Review of Starve Acre: a disturbing Yorkshire folk horror

Starve Acre begins with a quote, three stanzas titled “The Dandelion,” which invoke a mythical figure known variously as Jack, the Dandelion, or the Devil, who was banished—and cast down—by the townspeople. Heralding Jack's return from “the lap of nature” next spring, the poem casts a shadow over everything that follows. The quote may be a way to establish from the outset the literary origins of Starve Acre, which writer-director Daniel Kokotajlo adapted from Andrew Michael Hurley's 2019 novel of the same name; in the film, however, the quote is attributed to a certain Neil Willoughby, who will turn out to be Richard's (Matt Smith) late father.

Richard is an academic archaeologist dedicated to studying the past as a career, even if his long hair, openly criticised by ‘veteran’ colleagues, is symbolic of his more modern approach to the field (it’s the 1970s). He has buried his own past at Starve Acre, the bleak family estate where he was repeatedly subjected to Neil’s peculiar ritual abuse as a child – but Richard is drawn back to the remote estate with his wife Juliette (Morfydd Clark), hoping the fresh air will do their asthmatic young son Owen (Arthur Shaw) good. Owen begins to respond in disturbing ways to what he describes as the whispers and whistles of ‘Jack Grey’, and his sudden death plunges Richard and Juliette into a deep hole of despair that soon intersects with local folklore.

“We must let him go,” Juliette tells Richard, and although she is referring specifically to a rabbit her husband has been secretly nursing in his upstairs office, her words reflect her feelings of losing Owen. The couple, like Jack in the opening poem, long to rise from the “cold abyss” of their grief and live and love each other again.

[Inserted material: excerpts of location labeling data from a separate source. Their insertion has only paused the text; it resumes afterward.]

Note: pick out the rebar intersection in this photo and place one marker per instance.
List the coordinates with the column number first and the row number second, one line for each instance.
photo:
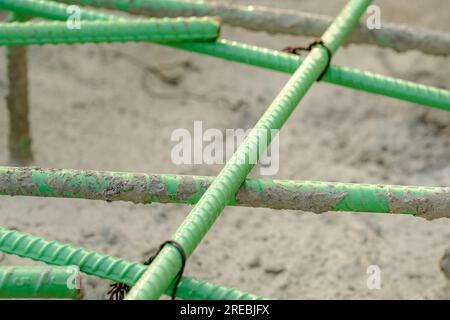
column 150, row 282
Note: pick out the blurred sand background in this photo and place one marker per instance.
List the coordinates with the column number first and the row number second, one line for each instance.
column 104, row 107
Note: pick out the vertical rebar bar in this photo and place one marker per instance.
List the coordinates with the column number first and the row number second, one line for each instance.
column 168, row 263
column 107, row 267
column 17, row 101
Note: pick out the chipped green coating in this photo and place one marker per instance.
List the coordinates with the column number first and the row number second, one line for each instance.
column 17, row 101
column 168, row 262
column 401, row 38
column 107, row 267
column 39, row 282
column 161, row 30
column 313, row 196
column 264, row 58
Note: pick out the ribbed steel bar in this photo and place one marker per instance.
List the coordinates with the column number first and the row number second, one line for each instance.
column 313, row 196
column 265, row 58
column 39, row 282
column 107, row 267
column 401, row 38
column 161, row 30
column 196, row 225
column 17, row 101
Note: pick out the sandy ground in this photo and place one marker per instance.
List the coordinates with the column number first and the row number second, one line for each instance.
column 100, row 107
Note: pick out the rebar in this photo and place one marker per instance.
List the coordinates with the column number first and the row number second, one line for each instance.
column 445, row 263
column 167, row 263
column 39, row 282
column 400, row 38
column 161, row 30
column 312, row 196
column 17, row 102
column 107, row 267
column 265, row 58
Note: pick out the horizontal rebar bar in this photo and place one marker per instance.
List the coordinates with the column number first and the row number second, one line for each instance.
column 189, row 234
column 107, row 267
column 401, row 38
column 39, row 282
column 161, row 30
column 312, row 196
column 265, row 58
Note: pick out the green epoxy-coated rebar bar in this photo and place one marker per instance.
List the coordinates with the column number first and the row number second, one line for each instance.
column 257, row 18
column 17, row 101
column 265, row 58
column 168, row 262
column 107, row 267
column 313, row 196
column 39, row 282
column 161, row 30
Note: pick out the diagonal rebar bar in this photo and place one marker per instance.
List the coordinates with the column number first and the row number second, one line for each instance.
column 401, row 38
column 39, row 282
column 313, row 196
column 107, row 267
column 265, row 58
column 167, row 263
column 161, row 30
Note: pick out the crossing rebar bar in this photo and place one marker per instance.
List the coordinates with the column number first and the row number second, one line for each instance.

As they try to process and overcome the death of a child, and their personal plight runs parallel to something more supernatural, they recall the Baxters in Nicolas Roeg's Don't Look Now (1973).

Matt Smith as Richard in Starve Acre (2024)

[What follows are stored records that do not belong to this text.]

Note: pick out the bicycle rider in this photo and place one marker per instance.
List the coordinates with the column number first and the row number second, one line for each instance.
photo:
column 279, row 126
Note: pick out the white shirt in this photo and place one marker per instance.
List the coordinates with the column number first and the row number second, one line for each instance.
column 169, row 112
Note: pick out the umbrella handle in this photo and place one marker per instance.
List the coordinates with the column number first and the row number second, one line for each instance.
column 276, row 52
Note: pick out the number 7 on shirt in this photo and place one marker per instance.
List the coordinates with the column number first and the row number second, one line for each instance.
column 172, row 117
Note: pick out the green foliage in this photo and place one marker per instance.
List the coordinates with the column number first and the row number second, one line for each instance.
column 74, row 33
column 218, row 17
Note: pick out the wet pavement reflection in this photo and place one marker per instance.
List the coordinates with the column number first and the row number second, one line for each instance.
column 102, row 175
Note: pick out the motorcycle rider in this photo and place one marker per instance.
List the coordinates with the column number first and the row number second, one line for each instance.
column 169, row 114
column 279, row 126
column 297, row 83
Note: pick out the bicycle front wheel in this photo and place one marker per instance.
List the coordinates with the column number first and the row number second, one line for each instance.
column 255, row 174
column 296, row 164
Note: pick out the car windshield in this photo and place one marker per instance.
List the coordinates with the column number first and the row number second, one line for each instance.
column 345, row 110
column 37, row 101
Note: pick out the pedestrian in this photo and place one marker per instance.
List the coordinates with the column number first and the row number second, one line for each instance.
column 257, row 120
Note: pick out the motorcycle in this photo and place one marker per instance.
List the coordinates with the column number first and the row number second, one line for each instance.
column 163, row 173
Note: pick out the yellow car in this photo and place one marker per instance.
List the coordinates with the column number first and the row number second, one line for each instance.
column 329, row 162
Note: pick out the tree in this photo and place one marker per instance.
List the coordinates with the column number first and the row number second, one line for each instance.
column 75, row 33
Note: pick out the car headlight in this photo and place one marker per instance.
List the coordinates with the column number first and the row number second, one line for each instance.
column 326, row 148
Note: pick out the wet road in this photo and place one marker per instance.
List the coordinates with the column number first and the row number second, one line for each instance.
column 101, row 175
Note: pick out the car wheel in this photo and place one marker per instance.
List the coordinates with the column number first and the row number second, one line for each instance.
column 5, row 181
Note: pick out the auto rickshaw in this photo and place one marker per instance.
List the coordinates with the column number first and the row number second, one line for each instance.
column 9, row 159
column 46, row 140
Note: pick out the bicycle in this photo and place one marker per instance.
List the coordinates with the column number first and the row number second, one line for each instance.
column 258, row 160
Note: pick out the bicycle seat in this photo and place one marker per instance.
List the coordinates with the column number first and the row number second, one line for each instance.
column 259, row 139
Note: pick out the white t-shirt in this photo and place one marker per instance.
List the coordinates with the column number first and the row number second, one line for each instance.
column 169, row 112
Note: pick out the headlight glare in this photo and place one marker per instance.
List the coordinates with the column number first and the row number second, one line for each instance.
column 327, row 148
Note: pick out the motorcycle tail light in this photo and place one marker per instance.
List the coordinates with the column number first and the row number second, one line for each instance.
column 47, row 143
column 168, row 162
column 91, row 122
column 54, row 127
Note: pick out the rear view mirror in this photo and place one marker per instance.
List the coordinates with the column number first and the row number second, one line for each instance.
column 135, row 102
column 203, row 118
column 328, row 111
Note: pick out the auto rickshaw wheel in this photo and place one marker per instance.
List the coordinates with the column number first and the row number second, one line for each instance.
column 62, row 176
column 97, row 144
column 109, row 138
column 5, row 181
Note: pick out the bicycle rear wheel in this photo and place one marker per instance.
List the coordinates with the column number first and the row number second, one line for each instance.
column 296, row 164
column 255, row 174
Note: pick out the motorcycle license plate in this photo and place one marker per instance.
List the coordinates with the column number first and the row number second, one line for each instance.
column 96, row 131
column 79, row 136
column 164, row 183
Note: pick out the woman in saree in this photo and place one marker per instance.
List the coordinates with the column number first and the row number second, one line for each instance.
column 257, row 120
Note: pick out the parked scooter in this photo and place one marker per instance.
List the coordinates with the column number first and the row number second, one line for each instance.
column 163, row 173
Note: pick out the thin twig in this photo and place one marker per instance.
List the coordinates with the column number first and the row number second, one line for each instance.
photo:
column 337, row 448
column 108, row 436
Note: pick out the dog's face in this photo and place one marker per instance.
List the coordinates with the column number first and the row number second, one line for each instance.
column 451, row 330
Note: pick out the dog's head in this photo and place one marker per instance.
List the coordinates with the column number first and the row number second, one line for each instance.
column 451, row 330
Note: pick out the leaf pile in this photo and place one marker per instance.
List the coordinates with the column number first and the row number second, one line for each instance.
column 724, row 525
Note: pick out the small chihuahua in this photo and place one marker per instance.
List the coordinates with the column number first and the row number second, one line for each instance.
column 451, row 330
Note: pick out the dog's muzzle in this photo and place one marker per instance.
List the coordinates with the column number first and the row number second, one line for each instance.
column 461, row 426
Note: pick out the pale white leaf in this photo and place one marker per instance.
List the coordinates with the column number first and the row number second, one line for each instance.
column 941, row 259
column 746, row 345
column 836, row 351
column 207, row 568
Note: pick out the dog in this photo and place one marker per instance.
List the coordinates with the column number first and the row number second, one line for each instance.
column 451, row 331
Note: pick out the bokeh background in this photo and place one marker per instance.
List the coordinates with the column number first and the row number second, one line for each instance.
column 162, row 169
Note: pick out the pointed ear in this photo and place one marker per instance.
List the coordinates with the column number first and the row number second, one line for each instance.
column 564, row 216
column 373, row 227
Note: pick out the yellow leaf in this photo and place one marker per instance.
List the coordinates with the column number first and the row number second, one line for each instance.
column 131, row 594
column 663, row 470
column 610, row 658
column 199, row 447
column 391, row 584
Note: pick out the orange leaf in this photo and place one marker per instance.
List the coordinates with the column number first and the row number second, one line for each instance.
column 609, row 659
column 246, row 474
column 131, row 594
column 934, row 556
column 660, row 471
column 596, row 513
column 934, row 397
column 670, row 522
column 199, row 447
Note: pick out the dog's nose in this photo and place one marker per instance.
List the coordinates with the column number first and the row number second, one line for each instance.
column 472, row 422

As Juliette watches Philip Saville's Hamlet in Elsinore (1964) on television while her sister Harrie (Erin Richards) is visiting, the face of Donald Sutherland, who plays Fortinbras, fills the screen as he speaks the final lines just before Juliette sees—or imagines she sees—the ghost of her son, just as Sutherland saw the ghost of his daughter in The Wicker Man. In 1973, Roeg's film was shown as a double bill with Robin Hardy's The Wicker Man. In Starve Acre, too, outsiders become part of a local ritual. Kokotajlo's first feature Apostasy (2017) dramatized the damage and dysfunction that uncompromising religious zeal can inflict on a family; here he takes these themes even further, digging deep into the cultish realms of folk horror.

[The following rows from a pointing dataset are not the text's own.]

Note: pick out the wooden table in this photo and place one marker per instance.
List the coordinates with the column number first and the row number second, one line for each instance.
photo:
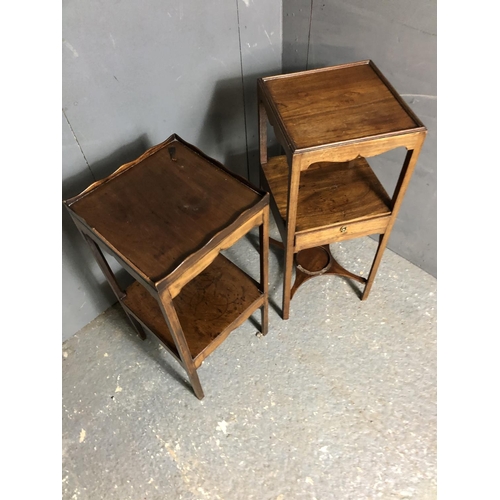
column 328, row 121
column 165, row 218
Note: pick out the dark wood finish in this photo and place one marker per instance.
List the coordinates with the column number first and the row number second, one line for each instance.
column 166, row 217
column 329, row 193
column 323, row 190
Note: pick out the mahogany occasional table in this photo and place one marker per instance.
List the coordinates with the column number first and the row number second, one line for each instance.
column 323, row 190
column 165, row 218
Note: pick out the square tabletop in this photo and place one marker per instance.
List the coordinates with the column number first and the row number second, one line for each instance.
column 162, row 208
column 336, row 104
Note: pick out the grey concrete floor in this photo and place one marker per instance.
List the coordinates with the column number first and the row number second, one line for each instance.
column 338, row 402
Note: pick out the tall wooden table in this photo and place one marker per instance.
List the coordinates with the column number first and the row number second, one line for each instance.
column 323, row 190
column 165, row 218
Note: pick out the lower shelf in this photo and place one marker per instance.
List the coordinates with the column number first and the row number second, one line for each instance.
column 329, row 193
column 209, row 307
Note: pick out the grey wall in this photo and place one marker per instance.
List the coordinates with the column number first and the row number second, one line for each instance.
column 400, row 37
column 136, row 72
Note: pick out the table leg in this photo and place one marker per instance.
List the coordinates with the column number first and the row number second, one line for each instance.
column 108, row 273
column 264, row 269
column 169, row 313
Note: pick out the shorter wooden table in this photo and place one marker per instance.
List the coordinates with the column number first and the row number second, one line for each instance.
column 165, row 218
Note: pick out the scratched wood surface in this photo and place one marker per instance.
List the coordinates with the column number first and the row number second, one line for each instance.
column 165, row 208
column 205, row 306
column 337, row 104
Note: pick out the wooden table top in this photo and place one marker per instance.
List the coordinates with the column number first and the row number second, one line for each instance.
column 165, row 206
column 337, row 104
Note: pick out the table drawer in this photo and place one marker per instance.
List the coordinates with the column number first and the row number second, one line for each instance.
column 340, row 232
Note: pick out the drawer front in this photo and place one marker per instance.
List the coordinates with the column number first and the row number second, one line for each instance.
column 340, row 232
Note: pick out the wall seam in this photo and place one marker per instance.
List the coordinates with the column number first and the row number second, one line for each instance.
column 81, row 150
column 243, row 89
column 309, row 36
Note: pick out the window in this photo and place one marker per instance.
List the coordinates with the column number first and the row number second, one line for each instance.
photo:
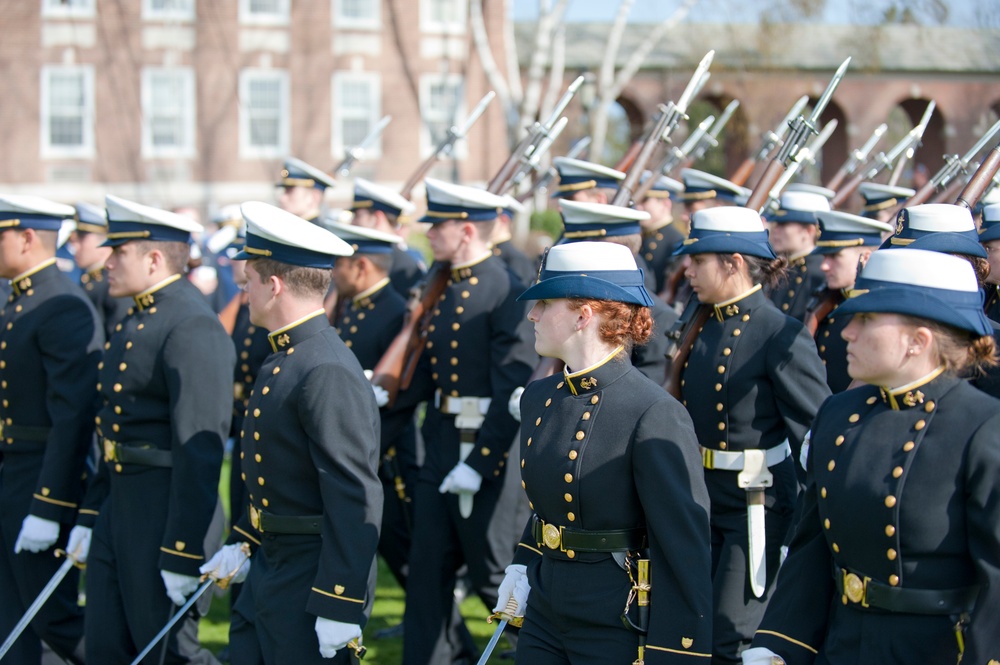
column 356, row 14
column 168, row 10
column 67, row 122
column 356, row 110
column 443, row 16
column 442, row 103
column 68, row 8
column 168, row 112
column 264, row 113
column 264, row 12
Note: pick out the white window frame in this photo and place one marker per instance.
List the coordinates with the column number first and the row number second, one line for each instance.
column 448, row 116
column 86, row 149
column 248, row 151
column 373, row 22
column 187, row 106
column 280, row 17
column 429, row 23
column 338, row 115
column 186, row 13
column 59, row 9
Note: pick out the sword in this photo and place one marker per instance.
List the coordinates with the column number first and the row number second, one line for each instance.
column 206, row 584
column 43, row 596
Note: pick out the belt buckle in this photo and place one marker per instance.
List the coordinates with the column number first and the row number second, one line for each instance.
column 856, row 588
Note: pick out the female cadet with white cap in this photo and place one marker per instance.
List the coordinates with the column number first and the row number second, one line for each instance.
column 752, row 383
column 896, row 557
column 610, row 464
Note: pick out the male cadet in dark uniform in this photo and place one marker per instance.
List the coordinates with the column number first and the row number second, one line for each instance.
column 469, row 504
column 50, row 345
column 91, row 230
column 165, row 384
column 379, row 208
column 310, row 457
column 660, row 236
column 302, row 188
column 845, row 241
column 792, row 232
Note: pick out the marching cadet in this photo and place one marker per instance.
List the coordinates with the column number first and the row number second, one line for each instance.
column 91, row 229
column 302, row 188
column 752, row 382
column 469, row 506
column 660, row 236
column 310, row 456
column 792, row 234
column 380, row 208
column 635, row 492
column 50, row 345
column 896, row 557
column 165, row 385
column 845, row 241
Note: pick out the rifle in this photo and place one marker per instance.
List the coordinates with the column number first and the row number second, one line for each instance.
column 453, row 134
column 883, row 160
column 769, row 141
column 799, row 128
column 858, row 157
column 356, row 153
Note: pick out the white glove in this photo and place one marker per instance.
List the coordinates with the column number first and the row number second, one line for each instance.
column 334, row 635
column 463, row 479
column 514, row 403
column 761, row 656
column 79, row 543
column 225, row 562
column 37, row 534
column 179, row 587
column 515, row 585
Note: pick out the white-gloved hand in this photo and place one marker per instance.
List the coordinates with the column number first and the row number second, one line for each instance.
column 179, row 587
column 515, row 585
column 37, row 534
column 78, row 544
column 761, row 656
column 225, row 562
column 334, row 635
column 463, row 479
column 514, row 403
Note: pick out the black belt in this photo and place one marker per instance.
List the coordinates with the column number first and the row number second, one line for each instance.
column 563, row 539
column 287, row 524
column 862, row 590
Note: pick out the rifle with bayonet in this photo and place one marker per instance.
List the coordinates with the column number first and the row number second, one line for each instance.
column 444, row 148
column 769, row 141
column 857, row 158
column 796, row 135
column 357, row 153
column 883, row 160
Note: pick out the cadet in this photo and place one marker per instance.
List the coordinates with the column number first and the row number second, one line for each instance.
column 165, row 388
column 845, row 241
column 90, row 231
column 469, row 505
column 50, row 345
column 302, row 189
column 793, row 231
column 894, row 559
column 310, row 452
column 752, row 383
column 380, row 208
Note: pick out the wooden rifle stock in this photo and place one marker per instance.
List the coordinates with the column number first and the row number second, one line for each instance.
column 395, row 369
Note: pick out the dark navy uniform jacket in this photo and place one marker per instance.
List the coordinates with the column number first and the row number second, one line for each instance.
column 166, row 384
column 50, row 346
column 608, row 449
column 902, row 490
column 792, row 296
column 310, row 448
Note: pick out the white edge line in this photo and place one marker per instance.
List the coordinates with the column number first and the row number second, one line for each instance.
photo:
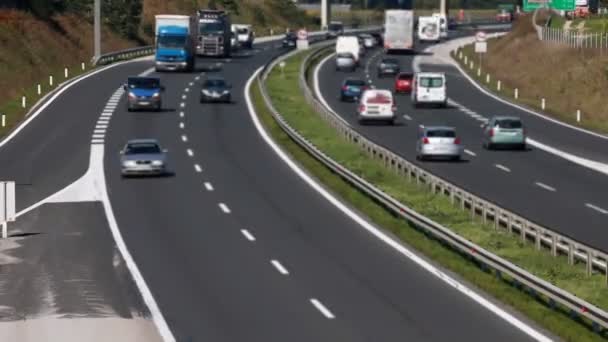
column 325, row 311
column 279, row 267
column 381, row 235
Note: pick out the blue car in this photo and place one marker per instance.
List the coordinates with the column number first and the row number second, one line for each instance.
column 144, row 93
column 352, row 89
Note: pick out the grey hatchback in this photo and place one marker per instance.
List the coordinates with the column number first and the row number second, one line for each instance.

Roman Polanski's Repulsion (1965) tracked the protagonist's mental disintegration in cutscenes to a rabbit that gradually decays and decomposes. Starve Acre does the opposite, depicting the reunification of a shattered family not only through a slow, seasonal change from the depths of winter to life-giving spring, but also through the miraculous, eerie transformation of unearthed bones into a living, breathing, fully corpulent, and undeniably sinister rabbit. But as Juliette resorts to unconventional remedies for her grief, and the less communicative Richard retreats into obsessive excavations around the property, their guilt and mutual recriminations gradually give rise to something mysterious and malevolent, requiring a sacrifice to fill the Willoughbys' emptiness.

Like Mary Lambert's Pet Sematary (1989), Ari Aster's Hereditary (2018), and Valdimar Jóhannsson's Lamb (2021), Starve Acre uses genre to explore the painful psychology of loss, but it is also deeply rooted in English folk traditions, even when, like the opening quote, these are partly or even entirely invented. What happens on the farm could be understood as a descent into madness, the shared nature of which symbolizes the couple's enduring, unconditional devotion to one another, or it could be their dazed participation in an ancient ritual of renewal that has been waiting for generations to sprout new shoots, fed by their grief. Either way, this slow-burn thriller, disquietingly scored by Matthew Herbert, unearths something primal and toxic at the roots of a once-and-perhaps-again happy family.

Starve Acre is in United Kingdom Cinemas from September 6th.